Y él, él no era un pedófilo. Además había cosas más importantes en las que centrarse por ahora.
—Buenas noches, Deidara-san.
Aquel saludo lo trajo de un tirón a la realidad.
—Buenas noches, Sai-san.
Forzó el saludo para aquel sujeto que se presentaba en frente de él, con una sonrisa plana y sin gracia.

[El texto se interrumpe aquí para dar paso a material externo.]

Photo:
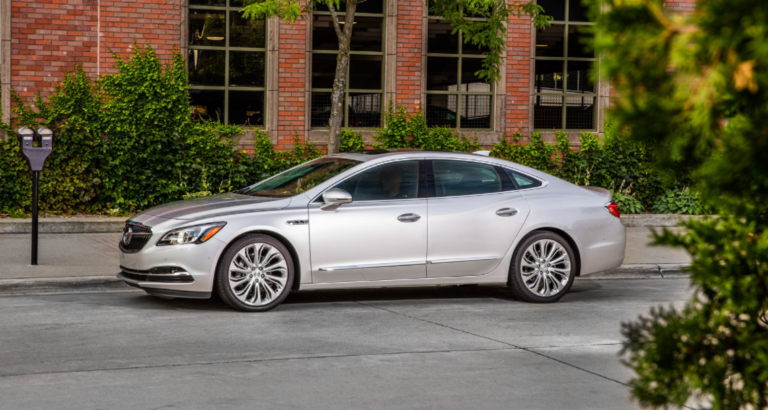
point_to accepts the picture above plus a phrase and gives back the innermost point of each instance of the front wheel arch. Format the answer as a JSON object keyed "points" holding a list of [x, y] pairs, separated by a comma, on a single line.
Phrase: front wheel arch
{"points": [[283, 240]]}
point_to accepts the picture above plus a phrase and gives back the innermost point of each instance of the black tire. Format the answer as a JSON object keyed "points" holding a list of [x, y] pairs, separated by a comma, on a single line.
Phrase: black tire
{"points": [[517, 281], [257, 279]]}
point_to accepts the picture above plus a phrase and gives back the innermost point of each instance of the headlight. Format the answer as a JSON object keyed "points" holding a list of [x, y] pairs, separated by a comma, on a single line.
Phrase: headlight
{"points": [[191, 234]]}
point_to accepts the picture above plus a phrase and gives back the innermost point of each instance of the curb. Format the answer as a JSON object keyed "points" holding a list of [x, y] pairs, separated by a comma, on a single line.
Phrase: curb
{"points": [[643, 271], [62, 285], [100, 284], [64, 225]]}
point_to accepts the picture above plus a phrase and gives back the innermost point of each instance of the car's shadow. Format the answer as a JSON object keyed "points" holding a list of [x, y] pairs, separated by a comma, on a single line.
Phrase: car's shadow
{"points": [[307, 298]]}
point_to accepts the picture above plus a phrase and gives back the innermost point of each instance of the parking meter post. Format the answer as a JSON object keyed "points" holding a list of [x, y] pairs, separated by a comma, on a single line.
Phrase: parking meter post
{"points": [[35, 176], [36, 159]]}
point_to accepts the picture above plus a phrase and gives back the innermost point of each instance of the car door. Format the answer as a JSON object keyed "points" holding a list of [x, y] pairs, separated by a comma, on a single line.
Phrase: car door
{"points": [[474, 217], [381, 235]]}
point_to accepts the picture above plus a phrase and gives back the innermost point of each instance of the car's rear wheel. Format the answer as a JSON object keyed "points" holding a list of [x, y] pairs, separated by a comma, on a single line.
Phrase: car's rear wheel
{"points": [[255, 274], [543, 268]]}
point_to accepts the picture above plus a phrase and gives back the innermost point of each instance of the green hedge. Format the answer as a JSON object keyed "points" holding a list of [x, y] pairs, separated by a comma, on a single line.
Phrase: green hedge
{"points": [[126, 142]]}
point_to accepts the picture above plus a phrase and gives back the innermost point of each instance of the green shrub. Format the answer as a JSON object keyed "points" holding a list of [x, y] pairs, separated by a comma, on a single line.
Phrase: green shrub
{"points": [[680, 201], [351, 141]]}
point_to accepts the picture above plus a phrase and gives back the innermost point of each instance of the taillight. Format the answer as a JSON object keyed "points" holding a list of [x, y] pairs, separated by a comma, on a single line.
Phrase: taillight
{"points": [[613, 207]]}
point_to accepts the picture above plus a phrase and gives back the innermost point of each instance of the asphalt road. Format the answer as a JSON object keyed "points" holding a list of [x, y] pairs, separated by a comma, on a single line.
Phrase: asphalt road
{"points": [[417, 348]]}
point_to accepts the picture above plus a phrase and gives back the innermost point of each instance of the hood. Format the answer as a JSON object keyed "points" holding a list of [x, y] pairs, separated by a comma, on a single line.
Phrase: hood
{"points": [[211, 207]]}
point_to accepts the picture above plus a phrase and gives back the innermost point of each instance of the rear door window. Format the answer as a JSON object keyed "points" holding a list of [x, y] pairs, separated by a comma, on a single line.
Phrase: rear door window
{"points": [[457, 178]]}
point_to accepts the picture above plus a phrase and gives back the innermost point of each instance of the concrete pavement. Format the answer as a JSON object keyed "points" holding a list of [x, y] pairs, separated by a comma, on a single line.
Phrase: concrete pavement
{"points": [[415, 348]]}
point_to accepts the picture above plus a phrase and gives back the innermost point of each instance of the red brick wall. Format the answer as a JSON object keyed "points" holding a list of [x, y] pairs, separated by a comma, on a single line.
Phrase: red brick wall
{"points": [[518, 109], [49, 36], [409, 44], [292, 83]]}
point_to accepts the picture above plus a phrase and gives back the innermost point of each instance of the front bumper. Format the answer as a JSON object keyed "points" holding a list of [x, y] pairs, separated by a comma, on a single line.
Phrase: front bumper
{"points": [[177, 271]]}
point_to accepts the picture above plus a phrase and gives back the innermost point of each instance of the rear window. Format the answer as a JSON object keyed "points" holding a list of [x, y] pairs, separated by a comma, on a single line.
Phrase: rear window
{"points": [[523, 181]]}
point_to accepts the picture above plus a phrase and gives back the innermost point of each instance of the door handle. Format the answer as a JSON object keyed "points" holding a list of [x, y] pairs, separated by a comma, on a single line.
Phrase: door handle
{"points": [[507, 212], [408, 218]]}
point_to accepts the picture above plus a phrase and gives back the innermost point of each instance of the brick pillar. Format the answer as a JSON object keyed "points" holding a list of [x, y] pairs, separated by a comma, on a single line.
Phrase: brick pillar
{"points": [[410, 37], [518, 110], [291, 84]]}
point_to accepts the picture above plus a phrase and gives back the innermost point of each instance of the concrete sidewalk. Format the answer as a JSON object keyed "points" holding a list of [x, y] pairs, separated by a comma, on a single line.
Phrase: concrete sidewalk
{"points": [[90, 261]]}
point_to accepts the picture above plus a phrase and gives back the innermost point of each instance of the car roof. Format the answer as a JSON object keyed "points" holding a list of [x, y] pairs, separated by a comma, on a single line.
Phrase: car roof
{"points": [[372, 154]]}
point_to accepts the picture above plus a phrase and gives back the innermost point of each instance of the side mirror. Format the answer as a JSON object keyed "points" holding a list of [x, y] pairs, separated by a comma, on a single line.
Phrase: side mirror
{"points": [[334, 198]]}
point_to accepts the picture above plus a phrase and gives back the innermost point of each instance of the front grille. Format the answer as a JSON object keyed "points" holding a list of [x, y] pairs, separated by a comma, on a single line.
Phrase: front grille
{"points": [[135, 237]]}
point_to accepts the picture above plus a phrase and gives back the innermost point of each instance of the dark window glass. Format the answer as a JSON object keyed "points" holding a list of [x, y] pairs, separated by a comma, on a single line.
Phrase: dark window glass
{"points": [[246, 107], [579, 112], [548, 112], [469, 80], [323, 70], [365, 72], [302, 178], [550, 42], [580, 42], [246, 32], [207, 104], [246, 69], [367, 34], [399, 180], [579, 76], [323, 34], [207, 28], [549, 76], [439, 38], [441, 110], [368, 6], [218, 3], [206, 67], [475, 111], [523, 181], [321, 109], [456, 178], [364, 110], [577, 11], [442, 73], [554, 8], [469, 48]]}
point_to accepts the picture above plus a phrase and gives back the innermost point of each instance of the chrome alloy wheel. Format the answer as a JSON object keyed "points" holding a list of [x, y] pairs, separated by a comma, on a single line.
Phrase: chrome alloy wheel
{"points": [[546, 267], [258, 274]]}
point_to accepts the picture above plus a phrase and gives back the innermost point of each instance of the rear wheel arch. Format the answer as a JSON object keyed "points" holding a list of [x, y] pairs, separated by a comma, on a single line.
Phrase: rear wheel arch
{"points": [[564, 235], [283, 240]]}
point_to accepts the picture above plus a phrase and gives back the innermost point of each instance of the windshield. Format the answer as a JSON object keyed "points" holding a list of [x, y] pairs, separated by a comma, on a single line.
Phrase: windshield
{"points": [[302, 178]]}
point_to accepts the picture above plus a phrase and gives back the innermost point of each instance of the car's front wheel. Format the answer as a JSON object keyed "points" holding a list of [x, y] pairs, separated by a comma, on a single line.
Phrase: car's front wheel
{"points": [[543, 268], [255, 274]]}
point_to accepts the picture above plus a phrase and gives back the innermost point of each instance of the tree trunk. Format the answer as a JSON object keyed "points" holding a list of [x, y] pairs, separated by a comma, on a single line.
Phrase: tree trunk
{"points": [[344, 32]]}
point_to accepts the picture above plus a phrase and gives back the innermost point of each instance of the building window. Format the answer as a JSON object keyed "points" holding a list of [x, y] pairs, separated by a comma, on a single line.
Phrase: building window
{"points": [[365, 74], [226, 63], [565, 97], [452, 86]]}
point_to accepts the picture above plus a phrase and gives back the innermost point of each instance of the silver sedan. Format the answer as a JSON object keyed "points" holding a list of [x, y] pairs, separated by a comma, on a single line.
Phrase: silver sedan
{"points": [[377, 219]]}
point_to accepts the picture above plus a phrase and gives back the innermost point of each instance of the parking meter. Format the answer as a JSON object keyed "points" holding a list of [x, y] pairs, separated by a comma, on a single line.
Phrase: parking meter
{"points": [[36, 158]]}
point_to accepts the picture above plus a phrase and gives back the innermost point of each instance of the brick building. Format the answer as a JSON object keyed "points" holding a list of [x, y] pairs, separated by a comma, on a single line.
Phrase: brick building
{"points": [[278, 75]]}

Sai era uno de los varios soldados de su batallón, pero se distinguía por una razón. Era un Uchiha. Y no uno cualquiera, era nada más y nada menos que primo en segundo grado de los príncipes del Fuego. Y el prometido de Ino. Deidara no terminaba de entender, en qué rayos pensaban los Yamanaka al comprometer a su hija con un tipo así… demasiado mayor para ella, según su criterio.
El joven de pálidas facciones contaba con dieciséis años, pertenecía a una familia aristócrata de Konoha, su madre siendo muy joven había sido prometida a uno de los miembros de la casa real Uchiha, de ese modo se podía desenredar el origen de aquel muchacho de comportamiento extraño.

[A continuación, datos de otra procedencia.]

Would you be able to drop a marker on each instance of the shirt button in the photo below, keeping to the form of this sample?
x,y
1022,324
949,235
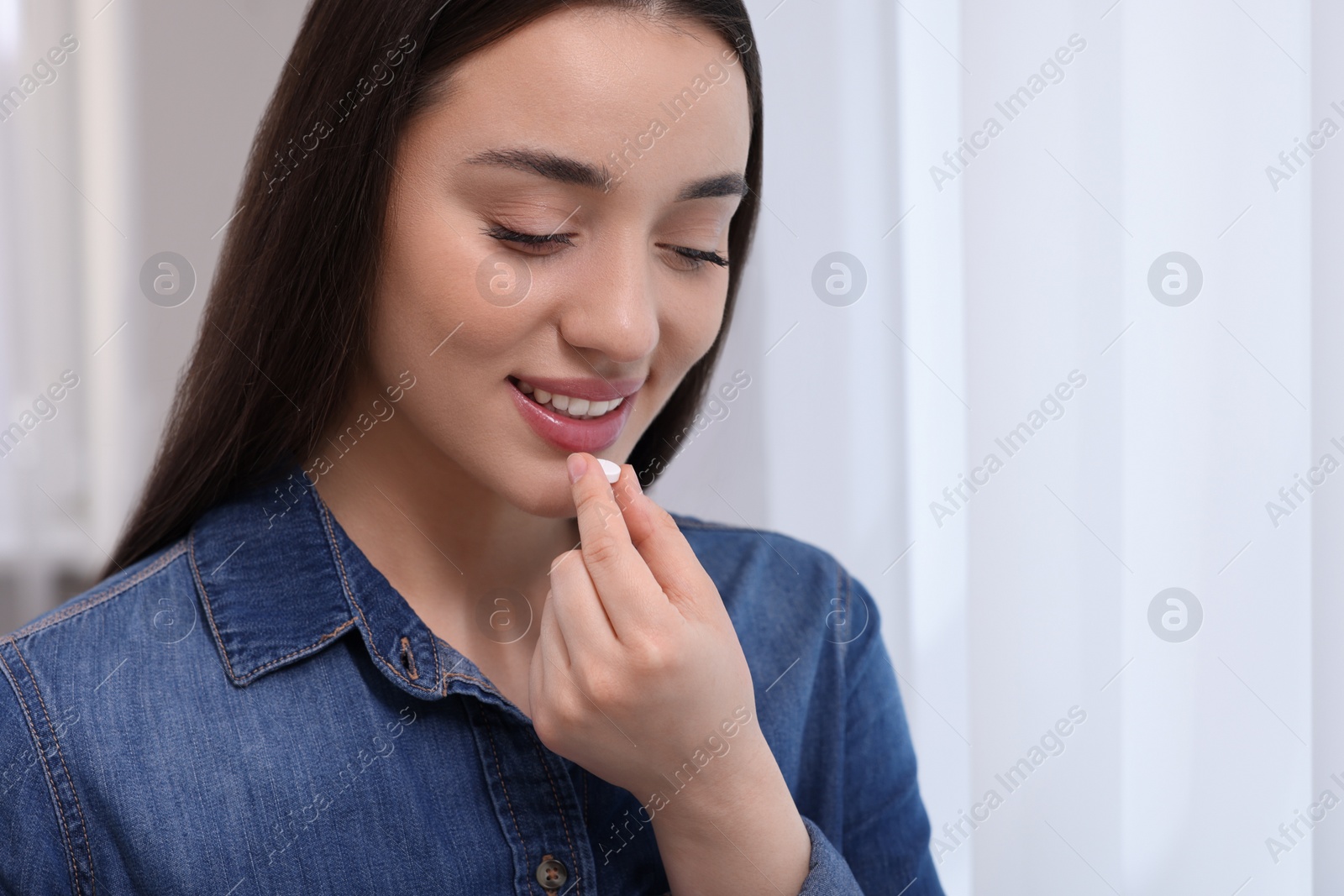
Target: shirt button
x,y
551,873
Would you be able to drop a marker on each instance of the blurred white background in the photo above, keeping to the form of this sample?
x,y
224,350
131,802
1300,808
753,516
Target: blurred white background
x,y
988,284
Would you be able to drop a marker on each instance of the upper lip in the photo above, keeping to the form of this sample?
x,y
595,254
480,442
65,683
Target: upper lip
x,y
593,390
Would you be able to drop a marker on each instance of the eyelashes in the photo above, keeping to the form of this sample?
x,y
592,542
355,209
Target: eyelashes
x,y
694,258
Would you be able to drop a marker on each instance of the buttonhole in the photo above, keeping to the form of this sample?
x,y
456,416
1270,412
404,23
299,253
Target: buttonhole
x,y
407,658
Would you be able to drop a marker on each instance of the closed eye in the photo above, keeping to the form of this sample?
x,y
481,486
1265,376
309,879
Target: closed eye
x,y
501,233
534,244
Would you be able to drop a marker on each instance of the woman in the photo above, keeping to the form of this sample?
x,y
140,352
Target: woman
x,y
380,620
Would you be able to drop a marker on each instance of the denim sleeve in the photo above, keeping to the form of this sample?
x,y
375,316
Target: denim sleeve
x,y
34,857
885,842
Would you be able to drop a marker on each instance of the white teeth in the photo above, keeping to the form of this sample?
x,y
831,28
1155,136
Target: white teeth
x,y
578,407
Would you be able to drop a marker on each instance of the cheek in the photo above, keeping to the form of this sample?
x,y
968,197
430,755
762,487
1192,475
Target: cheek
x,y
691,325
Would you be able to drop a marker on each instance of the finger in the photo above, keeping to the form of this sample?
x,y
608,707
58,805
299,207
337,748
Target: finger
x,y
580,613
622,579
660,543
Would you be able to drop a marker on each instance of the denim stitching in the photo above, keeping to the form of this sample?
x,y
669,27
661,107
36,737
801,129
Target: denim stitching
x,y
93,886
486,718
555,794
349,593
94,600
246,676
51,781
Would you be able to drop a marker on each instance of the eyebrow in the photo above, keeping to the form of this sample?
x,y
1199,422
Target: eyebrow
x,y
581,174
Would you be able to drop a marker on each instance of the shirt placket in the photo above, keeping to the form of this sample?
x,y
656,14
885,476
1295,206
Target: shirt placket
x,y
535,802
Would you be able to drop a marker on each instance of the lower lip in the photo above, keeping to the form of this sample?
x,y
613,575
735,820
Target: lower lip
x,y
568,432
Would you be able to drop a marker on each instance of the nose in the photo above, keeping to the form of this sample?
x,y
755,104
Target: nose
x,y
613,311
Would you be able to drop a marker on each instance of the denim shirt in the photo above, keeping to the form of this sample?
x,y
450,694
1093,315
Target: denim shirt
x,y
255,710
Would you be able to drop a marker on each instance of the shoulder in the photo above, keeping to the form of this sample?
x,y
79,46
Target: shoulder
x,y
118,595
50,676
759,558
74,647
785,595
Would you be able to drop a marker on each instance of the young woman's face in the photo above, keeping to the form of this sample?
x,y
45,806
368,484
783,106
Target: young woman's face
x,y
553,228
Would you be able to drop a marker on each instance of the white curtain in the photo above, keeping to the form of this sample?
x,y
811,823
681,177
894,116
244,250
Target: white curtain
x,y
1021,266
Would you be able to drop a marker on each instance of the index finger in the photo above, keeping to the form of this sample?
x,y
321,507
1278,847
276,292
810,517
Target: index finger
x,y
628,590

—Si Yamanaka-sama y Minato-sama están planificando un contraataque, tardaran mucho. Mejor demos un paseo hasta que terminen.
Una vez más la sonrisa falsa se hacía presente en el lugar. Pero doliera o no, aquel individuo tenia la razón.

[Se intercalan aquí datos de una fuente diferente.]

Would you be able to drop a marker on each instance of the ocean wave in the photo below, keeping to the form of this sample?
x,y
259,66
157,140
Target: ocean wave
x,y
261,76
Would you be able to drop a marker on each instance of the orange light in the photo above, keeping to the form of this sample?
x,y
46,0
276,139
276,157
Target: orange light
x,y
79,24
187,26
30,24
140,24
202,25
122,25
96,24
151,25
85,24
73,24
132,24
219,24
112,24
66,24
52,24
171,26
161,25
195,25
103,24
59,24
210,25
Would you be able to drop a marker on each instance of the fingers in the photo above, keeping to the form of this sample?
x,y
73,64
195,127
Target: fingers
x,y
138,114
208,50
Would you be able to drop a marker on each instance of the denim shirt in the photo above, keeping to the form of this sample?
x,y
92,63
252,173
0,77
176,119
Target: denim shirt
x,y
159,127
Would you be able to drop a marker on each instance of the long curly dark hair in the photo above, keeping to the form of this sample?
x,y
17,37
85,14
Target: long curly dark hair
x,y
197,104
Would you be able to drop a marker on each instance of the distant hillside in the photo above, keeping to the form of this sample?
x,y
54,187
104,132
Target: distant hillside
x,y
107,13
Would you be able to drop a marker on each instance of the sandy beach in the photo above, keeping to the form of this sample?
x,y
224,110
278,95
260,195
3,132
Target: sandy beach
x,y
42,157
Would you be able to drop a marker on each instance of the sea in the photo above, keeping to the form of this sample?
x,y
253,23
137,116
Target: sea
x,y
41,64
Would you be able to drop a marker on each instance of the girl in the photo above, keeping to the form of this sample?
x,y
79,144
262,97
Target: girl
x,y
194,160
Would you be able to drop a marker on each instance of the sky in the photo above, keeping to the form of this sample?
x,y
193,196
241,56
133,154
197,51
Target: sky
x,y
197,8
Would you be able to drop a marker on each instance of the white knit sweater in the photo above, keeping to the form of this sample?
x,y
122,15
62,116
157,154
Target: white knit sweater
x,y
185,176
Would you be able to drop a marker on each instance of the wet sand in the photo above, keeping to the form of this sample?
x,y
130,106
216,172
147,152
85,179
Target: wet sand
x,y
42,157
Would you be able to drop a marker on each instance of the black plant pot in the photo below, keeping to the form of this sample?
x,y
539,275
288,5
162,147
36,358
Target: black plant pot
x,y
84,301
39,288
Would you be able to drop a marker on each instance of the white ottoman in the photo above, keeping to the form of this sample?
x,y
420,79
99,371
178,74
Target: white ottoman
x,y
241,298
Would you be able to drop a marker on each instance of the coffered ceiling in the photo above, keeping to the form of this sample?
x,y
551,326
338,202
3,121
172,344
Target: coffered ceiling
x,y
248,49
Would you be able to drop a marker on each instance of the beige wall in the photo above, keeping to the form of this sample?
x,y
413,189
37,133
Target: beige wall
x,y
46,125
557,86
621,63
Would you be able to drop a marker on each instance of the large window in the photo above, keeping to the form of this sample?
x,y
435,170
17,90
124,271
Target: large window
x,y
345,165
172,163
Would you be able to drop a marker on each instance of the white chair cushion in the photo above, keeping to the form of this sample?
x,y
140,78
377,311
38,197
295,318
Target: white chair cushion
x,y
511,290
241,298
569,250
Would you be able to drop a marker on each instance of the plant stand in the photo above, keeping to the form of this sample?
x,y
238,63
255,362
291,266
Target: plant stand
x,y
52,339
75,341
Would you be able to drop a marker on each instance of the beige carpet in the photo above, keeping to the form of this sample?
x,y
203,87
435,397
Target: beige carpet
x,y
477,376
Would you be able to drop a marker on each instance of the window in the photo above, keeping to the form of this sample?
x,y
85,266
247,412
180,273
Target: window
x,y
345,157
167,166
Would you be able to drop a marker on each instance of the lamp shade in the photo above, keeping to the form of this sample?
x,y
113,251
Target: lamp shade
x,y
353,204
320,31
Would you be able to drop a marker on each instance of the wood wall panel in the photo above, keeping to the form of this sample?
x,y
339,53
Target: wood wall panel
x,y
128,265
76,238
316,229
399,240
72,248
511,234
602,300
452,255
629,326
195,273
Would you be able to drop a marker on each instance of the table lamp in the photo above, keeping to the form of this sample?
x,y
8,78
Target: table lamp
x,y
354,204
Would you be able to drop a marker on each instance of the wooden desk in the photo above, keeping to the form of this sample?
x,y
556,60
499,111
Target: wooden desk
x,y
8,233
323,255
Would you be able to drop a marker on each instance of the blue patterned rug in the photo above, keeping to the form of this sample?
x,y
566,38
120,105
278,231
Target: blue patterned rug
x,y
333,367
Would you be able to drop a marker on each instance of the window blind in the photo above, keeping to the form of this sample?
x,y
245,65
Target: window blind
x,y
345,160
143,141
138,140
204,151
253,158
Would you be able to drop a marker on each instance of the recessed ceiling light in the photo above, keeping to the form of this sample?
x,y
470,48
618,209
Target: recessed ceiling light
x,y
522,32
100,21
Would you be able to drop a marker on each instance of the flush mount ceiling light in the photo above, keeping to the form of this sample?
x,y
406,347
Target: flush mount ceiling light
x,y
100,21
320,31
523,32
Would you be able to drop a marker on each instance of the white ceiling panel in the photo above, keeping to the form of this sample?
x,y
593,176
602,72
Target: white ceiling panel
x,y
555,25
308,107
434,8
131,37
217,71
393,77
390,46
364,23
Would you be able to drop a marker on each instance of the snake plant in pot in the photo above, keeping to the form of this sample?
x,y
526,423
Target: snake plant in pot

Comenzaron a caminar juntos. Hablaron de cosas sin importancia, y aunque la hubiesen tenido, su mente divagaba en la ansiedad de combatir, y no en la charla. No conocía un placer mayor que el de una buena batalla, y las explosiones, que mágicamente generaba con su ingenio y las minas. Aunque tenía la certeza, de que podía ir más lejos.
El tiempo transcurrió, y el amanecer innegable, se hizo presente, aclarando el cielo que ocultó a la luna y dio la bienvenida al sol.
—Hijo, Sai-san… —Minato llamó la atención de los dos jóvenes en medio de su recorrido.
—Buenos Días, Minato-sama.
Y la estúpida sonrisa volvía a visibilizarse. En esta ocasión Deidara se limitó a ladear los ojos con un deje de molestia. Su estado de ánimo empeoró cuando su padre le indicó, que tanto él, como Sai, se quedarían a vigilar el cuartel. En otras palabras, escondidos de la acción.
Sin embargo, no replicó. Sabía que no tenía caso. Tan solo siguió órdenes.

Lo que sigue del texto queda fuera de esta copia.